Text of Ripken's speech
After last night's record-breaking game, Cal Ripken delivered the following speech:
When the game numbers on the warehouse changed during fifth innings over the past several weeks, the fans in this ballpark responded incredibly. I'm not sure that my reactions showed how I really felt. I just didn't know what to do.
Tonight, I want to make sure you know how I feel. As I grew up here, I not only had dreams of being a big-league ballplayer, but also of being a Baltimore Oriole. As a boy and a fan, I know how passionate we feel about baseball and the Orioles here. And as a player, I have benefited from this passion.
For all of your support over the years, I want to thank you, the fans of Baltimore, from the bottom of my heart. This is the greatest place to play.
This year has been unbelievable. I've been cheered in ballparks all over the country. People not only showed me their kindness, but more importantly, they demonstrated their love of the game of baseball. I give my thanks to baseball fans everywhere.
I also could express my gratitude to a number of individuals who have played a role in my life and my career, but if I try to mention them all, I might unintentionally miss someone and take more time than I should.
There are, however, four people I want to thank especially. Let me start by thanking my dad. He inspired me with his commitment to the Oriole tradition and made me understand the importance of it. He not only taught me the fundamentals of baseball, he taught me to play it the right way, the Oriole way. From the very beginning, my dad let know how important it was to be there for your team and to be counted on by your teammates.
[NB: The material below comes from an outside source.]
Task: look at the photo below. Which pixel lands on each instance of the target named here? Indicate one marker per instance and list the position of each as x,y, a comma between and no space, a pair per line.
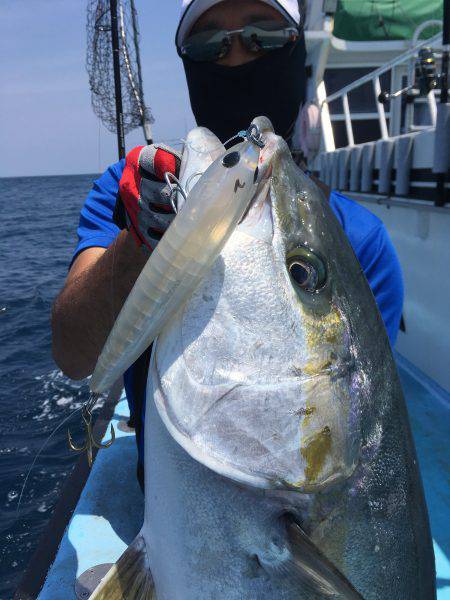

My mom, what can I say about my mom? She is an unbelievable person. She let my dad lead the way on the field, but she was there in every other way -- leading and shaping the lives of our family off the field. She's the glue who held our lives together while we grew up, and she's always been my inspiration.
Dad and Mom laid the foundation for my baseball career and my life, and when I got to the big leagues, there was a man -- Eddie Murray -- who showed me how to play this game, day in and day out. I thank him for his example and for his friendship. I was lucky to have him as my teammate for the years we were together, and I congratulate him on the great achievement of 3,000 hits this year.
As my major-league career moved along, the most important person came into my life -- my wife, Kelly. She has enriched it with her friendship and with her love. I thank you, Kelly, for the advice, support, and joy you have brought to me, and for always being there. You, Rachel and Ryan are my life.
These people, and many others, have allowed me, day in and day out, to play the American game of baseball.
Tonight I stand here, overwhelmed, as my name is linked with the great and courageous Lou Gehrig. I'm truly humbled to have our names spoken in the same breath.
Some may think our strongest connection is because we both played many consecutive games. Yet I believe in my heart that our true link is a common motivation -- a love of the game of baseball, a passion for our team, and a desire to compete on the very highest level.
I know that if Lou Gehrig is looking down on tonight's activities, he isn't concerned about someone playing one more consecutive game than he did. Instead, he's viewing tonight as just another example of what is good and right about the great American game. Whether your name is Gehrig or Ripken; DiMaggio or Robinson; or that of some youngster who picks up his bat or puts on his glove: You are challenged by the game of baseball to do your very best day in and day out. And that's all I've ever tried to do.